Transcranial focused ultrasound with the InSightec Exablate system uses thermal ablation for the treatment of movement and mood disorders and blood brain barrier disruption for tumor therapy. The system uses computed tomography (CT) images to calculate phase corrections that account for aberrations caused by the human skull. This work investigates whether magnetic resonance (MR) images can be used as an alternative to CT images to calculate phase corrections. Phase corrections were calculated using the gold standard hydrophone method and the standard of care InSightec ray tracing method. MR binary image mask, MR-simulated-CT (MRsimCT), and CT images of three ex vivo human skulls were supplied as inputs to the InSightec ray tracing method. The degassed ex vivo human skulls were sonicated with a 670 kHz hemispherical phased array transducer (InSightec Exablate 4000). 3D raster scans of the beam profiles were acquired using a hydrophone mounted on a 3-axis positioner system. Focal spots were evaluated using six metrics: pressure at the target, peak pressure, intensity at the target, peak intensity, positioning error, and focal spot volume. Targets at the geometric focus and 5 mm lateral to the geometric focus were investigated. There was no statistical difference between any of the metrics at either target using either MRsimCT or CT for phase aberration correction. As opposed to the MRsimCT, the use of CT images for aberration correction requires registration to the treatment day MR images; CT misregistration within a range of ± 2 degrees of rotation error along three dimensions was shown to reduce focal spot intensity by up to 9.4%. MRsimCT images used for phase aberration correction for the skull produce similar results as CT-based correction, while avoiding both CT to MR registration errors and unnecessary patient exposure to ionizing radiation.

摘要

经颅聚焦超声联合 InSightec Exablate 系统利用热消融治疗运动和情绪障碍,利用血脑屏障破坏治疗肿瘤。
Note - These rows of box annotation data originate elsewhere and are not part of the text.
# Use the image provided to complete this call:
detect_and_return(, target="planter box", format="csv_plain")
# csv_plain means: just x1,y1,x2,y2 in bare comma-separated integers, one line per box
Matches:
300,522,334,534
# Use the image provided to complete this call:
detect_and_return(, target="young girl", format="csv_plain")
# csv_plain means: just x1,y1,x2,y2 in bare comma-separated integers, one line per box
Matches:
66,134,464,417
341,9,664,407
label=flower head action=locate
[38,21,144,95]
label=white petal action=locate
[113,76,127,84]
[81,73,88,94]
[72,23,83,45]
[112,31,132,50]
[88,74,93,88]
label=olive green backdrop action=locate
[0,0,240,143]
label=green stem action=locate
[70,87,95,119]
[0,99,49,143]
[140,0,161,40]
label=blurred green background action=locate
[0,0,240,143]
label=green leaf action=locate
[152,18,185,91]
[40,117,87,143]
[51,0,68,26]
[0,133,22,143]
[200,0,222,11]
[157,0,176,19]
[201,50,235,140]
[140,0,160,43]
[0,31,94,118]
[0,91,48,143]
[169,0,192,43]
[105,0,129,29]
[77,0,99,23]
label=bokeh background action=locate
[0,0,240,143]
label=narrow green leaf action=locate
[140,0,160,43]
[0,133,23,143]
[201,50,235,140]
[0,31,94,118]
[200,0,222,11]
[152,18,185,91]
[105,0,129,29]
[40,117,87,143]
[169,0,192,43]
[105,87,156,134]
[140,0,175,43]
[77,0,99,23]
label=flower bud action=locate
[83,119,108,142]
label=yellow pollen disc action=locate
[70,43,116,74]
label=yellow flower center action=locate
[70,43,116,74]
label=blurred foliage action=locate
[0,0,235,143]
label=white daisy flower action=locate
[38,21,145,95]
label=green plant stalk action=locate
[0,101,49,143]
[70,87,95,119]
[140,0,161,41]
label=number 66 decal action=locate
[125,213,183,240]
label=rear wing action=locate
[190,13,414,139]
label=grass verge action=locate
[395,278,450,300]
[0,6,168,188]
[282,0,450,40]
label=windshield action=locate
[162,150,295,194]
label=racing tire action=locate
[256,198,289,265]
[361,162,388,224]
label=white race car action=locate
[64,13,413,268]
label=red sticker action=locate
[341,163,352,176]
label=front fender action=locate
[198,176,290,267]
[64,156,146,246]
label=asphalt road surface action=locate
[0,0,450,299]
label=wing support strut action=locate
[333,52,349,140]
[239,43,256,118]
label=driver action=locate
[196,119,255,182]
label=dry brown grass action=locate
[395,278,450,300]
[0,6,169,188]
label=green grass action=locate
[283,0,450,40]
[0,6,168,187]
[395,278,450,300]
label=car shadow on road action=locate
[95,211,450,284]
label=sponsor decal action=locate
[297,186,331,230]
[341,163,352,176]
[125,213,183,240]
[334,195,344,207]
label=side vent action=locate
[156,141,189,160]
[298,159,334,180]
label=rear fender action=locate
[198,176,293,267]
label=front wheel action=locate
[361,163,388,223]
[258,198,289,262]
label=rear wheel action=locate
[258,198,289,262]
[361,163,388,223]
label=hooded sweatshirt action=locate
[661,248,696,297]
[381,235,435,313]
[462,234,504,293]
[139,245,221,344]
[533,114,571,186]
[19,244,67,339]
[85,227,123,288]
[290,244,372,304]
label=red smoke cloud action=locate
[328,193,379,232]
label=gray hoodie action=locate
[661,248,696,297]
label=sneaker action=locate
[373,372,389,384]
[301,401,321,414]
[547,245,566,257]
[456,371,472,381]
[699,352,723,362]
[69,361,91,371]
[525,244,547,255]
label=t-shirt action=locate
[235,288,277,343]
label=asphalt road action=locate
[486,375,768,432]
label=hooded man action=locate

该系统采用计算机断层扫描(CT)图像来计算相位校正,以弥补颅骨引起的像差。本研究旨在探讨磁共振(MR)图像是否可以替代 CT 图像来计算相位校正。相位校正分别采用金标准水听器法和标准的 InSightec 光线追踪法进行计算。MR 二进制掩模图像、MR 模拟 CT(MRsimCT)和 3 例离体人头 CT 图像被输入至 InSightec 光线追踪法。脱气的离体人头采用 670 kHz 半球形相控阵换能器(InSightec Exablate 4000)进行超声处理。采用安装在三轴定位器系统上的水听器采集光束轮廓的 3D 光栅扫描。使用 6 个指标评估焦点:靶区压力、峰值压力、靶区强度、峰值强度、定位误差和焦点体积。在几何焦点和偏离几何焦点 5mm 处的靶点进行研究。采用 MRsimCT 或 CT 进行相位像差校正时,在任一个靶点的任意指标均无统计学差异。与 MRsimCT 不同,CT 图像的像差校正需要与治疗当天的 MR 图像进行配准;研究表明,CT 配准在三个维度上的旋转误差范围为±2 度以内,会导致焦点强度降低最高达 9.4%。用于颅骨相位像差校正的 MRsimCT 图像产生的结果与基于 CT 的校正相似,同时避免了 CT 到 MR 配准误差和不必要的患者电离辐射暴露。